Doch nicht nur Fernwärme soll bis 2040 klimaneutral sein, je nach Gebäudeart ist auch der Einsatz von Wärmepumpen und Erdwärmesonden möglich. „Die größte Herausforderung liegt in der Wärmewende, mit der Dekarbonisierung des Gebäudebestands“, betonte Neos Wien-Klimasprecher Stefan Gara, der ebenfalls bei der Vorstellung war.
In den kommenden drei Jahren wird die Stadt laut Hanke 4,2 Milliarden Euro in das Projekt investieren, jedoch wird das „keine leichte Aufgabe“ für Wien Energie. Außerdem investiert man über 120 Millionen Euro in den Fernwärmeausbau und rund 300 Millionen Euro für den intensiven Ausbau im Stromnetz. „Wir schaffen es (das Projekt, Anm.) und wir müssen es schaffen, weil die Stadt bereits zu heiß ist“, sagt Klimastadtrat Jürgen Czernohorszky.
Bund an der Reihe
Doch jetzt ist auch der Bund gefordert. Wie Hanke, Czernohorszky und Strebl sagten, ist ein rechtlicher Rahmen notwendig, damit ein Umstieg der Stadt von fossilen auf erneuerbare Energien bis 2040 Realität werden kann. Der Gas-Ausstieg kann ohne das Erneuberbare-Wärme-Gesetz (EWG), das den Ausstieg aus fossilen Heizsystemen regelt, nicht gelingen.
Czernohorszky sprach von einem „dringenden Ruf“, diese Verhandlungen im Bund wirklich zu machen, bis der Sommer anfängt. „Das teuerste und ineffizienteste wäre, eine Doppel-Infrastruktur zu haben. Wenn ich in einer Gasse eine Fernwärmeleitung habe, ist es einfach Unsinn, wenn man hier auch zusätzlich noch Gasleitungen hat und in Betrieb nehmen muss“, erklärte Strebl.

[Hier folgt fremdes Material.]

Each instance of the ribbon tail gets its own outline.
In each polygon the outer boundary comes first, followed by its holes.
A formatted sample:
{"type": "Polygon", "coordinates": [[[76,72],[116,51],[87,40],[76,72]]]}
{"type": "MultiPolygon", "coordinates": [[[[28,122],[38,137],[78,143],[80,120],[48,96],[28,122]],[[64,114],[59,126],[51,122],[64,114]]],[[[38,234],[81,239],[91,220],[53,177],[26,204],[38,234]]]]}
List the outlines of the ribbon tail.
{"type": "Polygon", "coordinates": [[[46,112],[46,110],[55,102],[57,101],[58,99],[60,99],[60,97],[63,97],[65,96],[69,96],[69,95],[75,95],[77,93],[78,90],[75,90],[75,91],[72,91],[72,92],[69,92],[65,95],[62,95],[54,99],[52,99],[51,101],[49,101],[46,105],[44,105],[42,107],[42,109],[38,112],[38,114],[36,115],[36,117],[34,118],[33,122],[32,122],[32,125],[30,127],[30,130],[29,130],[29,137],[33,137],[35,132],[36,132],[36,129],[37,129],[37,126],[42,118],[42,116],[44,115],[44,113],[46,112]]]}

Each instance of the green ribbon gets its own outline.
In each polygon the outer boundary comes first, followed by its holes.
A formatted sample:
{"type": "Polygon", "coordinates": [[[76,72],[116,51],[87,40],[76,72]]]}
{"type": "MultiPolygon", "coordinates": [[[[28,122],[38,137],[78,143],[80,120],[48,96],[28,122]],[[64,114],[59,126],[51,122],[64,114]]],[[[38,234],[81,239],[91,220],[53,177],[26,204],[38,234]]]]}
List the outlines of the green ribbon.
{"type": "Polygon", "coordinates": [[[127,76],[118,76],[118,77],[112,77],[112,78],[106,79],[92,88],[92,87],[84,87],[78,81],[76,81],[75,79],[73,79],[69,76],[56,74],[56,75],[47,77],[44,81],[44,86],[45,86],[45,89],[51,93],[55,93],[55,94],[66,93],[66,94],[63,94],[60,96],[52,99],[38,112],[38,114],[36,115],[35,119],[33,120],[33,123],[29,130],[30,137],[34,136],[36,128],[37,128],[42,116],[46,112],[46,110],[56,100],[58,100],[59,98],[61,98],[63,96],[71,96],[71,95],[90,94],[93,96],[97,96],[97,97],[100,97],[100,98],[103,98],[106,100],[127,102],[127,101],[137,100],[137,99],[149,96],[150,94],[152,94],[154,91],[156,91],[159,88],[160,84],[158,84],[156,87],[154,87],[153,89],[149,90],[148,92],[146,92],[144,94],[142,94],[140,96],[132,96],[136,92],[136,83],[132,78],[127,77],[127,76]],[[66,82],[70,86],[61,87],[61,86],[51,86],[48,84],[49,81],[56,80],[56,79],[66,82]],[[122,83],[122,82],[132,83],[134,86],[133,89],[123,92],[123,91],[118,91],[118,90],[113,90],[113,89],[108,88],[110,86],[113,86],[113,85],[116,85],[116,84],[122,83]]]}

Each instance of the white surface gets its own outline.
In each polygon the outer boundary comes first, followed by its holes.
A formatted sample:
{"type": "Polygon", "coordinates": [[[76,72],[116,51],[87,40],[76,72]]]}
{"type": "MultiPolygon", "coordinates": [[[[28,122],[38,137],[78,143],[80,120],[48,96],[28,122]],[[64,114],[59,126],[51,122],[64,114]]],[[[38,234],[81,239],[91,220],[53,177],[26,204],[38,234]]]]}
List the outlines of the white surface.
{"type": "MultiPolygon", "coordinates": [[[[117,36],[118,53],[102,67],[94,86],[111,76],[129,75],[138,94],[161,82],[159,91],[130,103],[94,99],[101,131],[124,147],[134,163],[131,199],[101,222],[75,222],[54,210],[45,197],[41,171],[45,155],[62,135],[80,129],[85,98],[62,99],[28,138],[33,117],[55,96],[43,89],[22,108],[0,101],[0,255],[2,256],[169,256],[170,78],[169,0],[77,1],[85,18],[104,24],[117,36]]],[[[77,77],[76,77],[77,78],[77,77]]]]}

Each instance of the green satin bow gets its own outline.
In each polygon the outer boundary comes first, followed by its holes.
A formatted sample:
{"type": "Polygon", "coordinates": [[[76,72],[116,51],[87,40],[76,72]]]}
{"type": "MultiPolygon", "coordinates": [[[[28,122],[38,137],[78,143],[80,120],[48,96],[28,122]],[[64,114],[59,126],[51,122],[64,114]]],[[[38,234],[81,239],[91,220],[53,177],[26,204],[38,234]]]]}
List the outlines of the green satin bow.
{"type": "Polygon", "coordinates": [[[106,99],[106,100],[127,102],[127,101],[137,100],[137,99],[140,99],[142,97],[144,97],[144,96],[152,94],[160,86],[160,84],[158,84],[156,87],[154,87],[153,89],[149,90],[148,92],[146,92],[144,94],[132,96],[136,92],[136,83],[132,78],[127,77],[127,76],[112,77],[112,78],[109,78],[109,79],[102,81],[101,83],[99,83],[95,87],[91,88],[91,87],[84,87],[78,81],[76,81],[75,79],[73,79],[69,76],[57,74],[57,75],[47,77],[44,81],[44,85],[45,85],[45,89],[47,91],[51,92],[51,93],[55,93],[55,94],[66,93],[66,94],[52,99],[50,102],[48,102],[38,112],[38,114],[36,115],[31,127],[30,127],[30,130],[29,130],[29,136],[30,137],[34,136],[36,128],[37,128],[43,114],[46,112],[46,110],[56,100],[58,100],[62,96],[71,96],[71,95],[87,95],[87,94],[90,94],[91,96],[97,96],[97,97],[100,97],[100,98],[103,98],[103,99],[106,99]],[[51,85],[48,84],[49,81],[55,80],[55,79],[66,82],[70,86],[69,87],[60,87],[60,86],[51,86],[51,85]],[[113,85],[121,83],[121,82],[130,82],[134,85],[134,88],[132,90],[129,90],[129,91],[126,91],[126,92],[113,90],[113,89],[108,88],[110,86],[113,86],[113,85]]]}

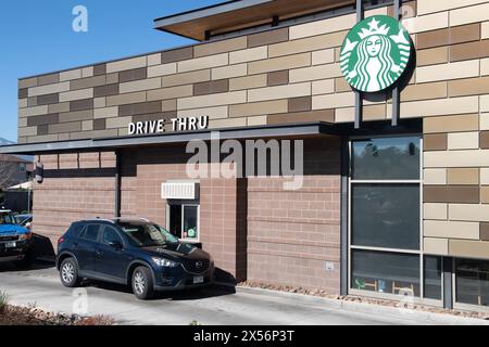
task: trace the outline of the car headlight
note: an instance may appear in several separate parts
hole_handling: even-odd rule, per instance
[[[32,236],[33,236],[32,233],[21,234],[21,235],[18,235],[18,241],[27,241],[27,240],[30,240]]]
[[[151,258],[153,260],[153,262],[160,267],[164,267],[164,268],[176,268],[178,266],[178,262],[168,260],[168,259],[162,259],[162,258],[156,258],[153,257]]]

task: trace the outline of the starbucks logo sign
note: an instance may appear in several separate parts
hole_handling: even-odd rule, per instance
[[[392,86],[411,56],[410,35],[400,22],[374,15],[348,33],[340,53],[341,72],[356,90],[377,92]]]

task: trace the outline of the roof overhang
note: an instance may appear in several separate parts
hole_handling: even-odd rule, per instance
[[[278,21],[294,18],[331,8],[353,4],[354,0],[233,0],[154,20],[154,28],[198,41]]]
[[[172,132],[163,134],[127,136],[88,140],[59,141],[47,143],[26,143],[0,146],[4,154],[49,154],[62,152],[97,152],[118,149],[178,144],[189,141],[211,141],[218,133],[218,139],[266,139],[266,138],[304,138],[325,134],[339,134],[334,124],[304,123],[247,128],[225,128],[213,130]]]

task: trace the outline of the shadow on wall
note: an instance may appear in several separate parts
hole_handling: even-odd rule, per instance
[[[34,250],[36,258],[54,260],[57,255],[52,246],[51,240],[39,234],[33,236]]]

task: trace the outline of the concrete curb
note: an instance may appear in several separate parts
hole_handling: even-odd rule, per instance
[[[364,303],[353,303],[353,301],[344,301],[330,299],[325,297],[317,297],[312,295],[304,294],[296,294],[296,293],[286,293],[279,291],[264,290],[264,288],[254,288],[254,287],[243,287],[237,286],[237,292],[241,293],[261,293],[265,295],[273,296],[281,296],[288,297],[293,300],[300,300],[304,304],[317,304],[324,305],[325,308],[344,310],[349,312],[355,313],[364,313],[364,314],[380,314],[383,317],[391,317],[396,320],[412,320],[414,322],[419,321],[431,325],[446,324],[446,325],[489,325],[489,321],[482,319],[475,318],[465,318],[465,317],[456,317],[452,314],[443,314],[443,313],[434,313],[434,312],[425,312],[412,309],[402,309],[396,307],[387,307],[380,306],[376,304],[364,304]]]

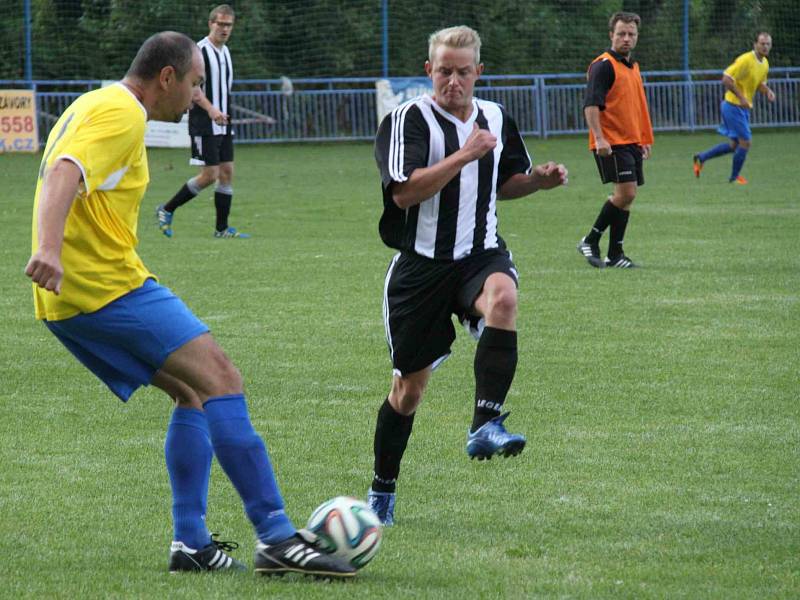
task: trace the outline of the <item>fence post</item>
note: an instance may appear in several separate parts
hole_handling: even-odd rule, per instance
[[[25,0],[25,79],[33,82],[33,46],[31,46],[31,0]]]
[[[689,0],[683,0],[683,74],[686,80],[683,87],[683,119],[689,131],[694,131],[694,83],[689,70]]]

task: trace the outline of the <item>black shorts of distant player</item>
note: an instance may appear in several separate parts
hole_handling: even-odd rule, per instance
[[[233,135],[193,135],[192,165],[213,167],[233,162]]]
[[[456,338],[453,315],[466,321],[473,336],[479,335],[483,324],[470,318],[470,312],[493,273],[506,273],[519,287],[517,269],[505,249],[493,248],[457,261],[405,252],[395,255],[383,297],[386,341],[395,374],[436,368],[449,356]]]
[[[638,144],[611,146],[610,156],[599,156],[595,150],[594,160],[603,183],[635,181],[637,185],[644,185],[642,148]]]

Grüne: Pilotprojekte gut, aber zu wenig
Die Grünen Wien meldeten sich zu Wort. Der Parteivorsitzende Peter Kraus begrüßte auf der einen Seite die Ankündigung der vier Pilotprojekte, gleichzeitig kritisierte er diese, da es "nicht genug" sei.
"Um den Ausstieg aus Gas beim Heizen zu beschleunigen, sind viele Technologien verfügbar. Dazu gehören auch Wärmepumpen oder Geothermie. Ein zu starker Fokus auf Fernwärme, die ebenfalls noch zu eienme Großteil aus Gas besteht, ist nicht der Weisheit letzter Schluss", heißt es in einer Aussendung.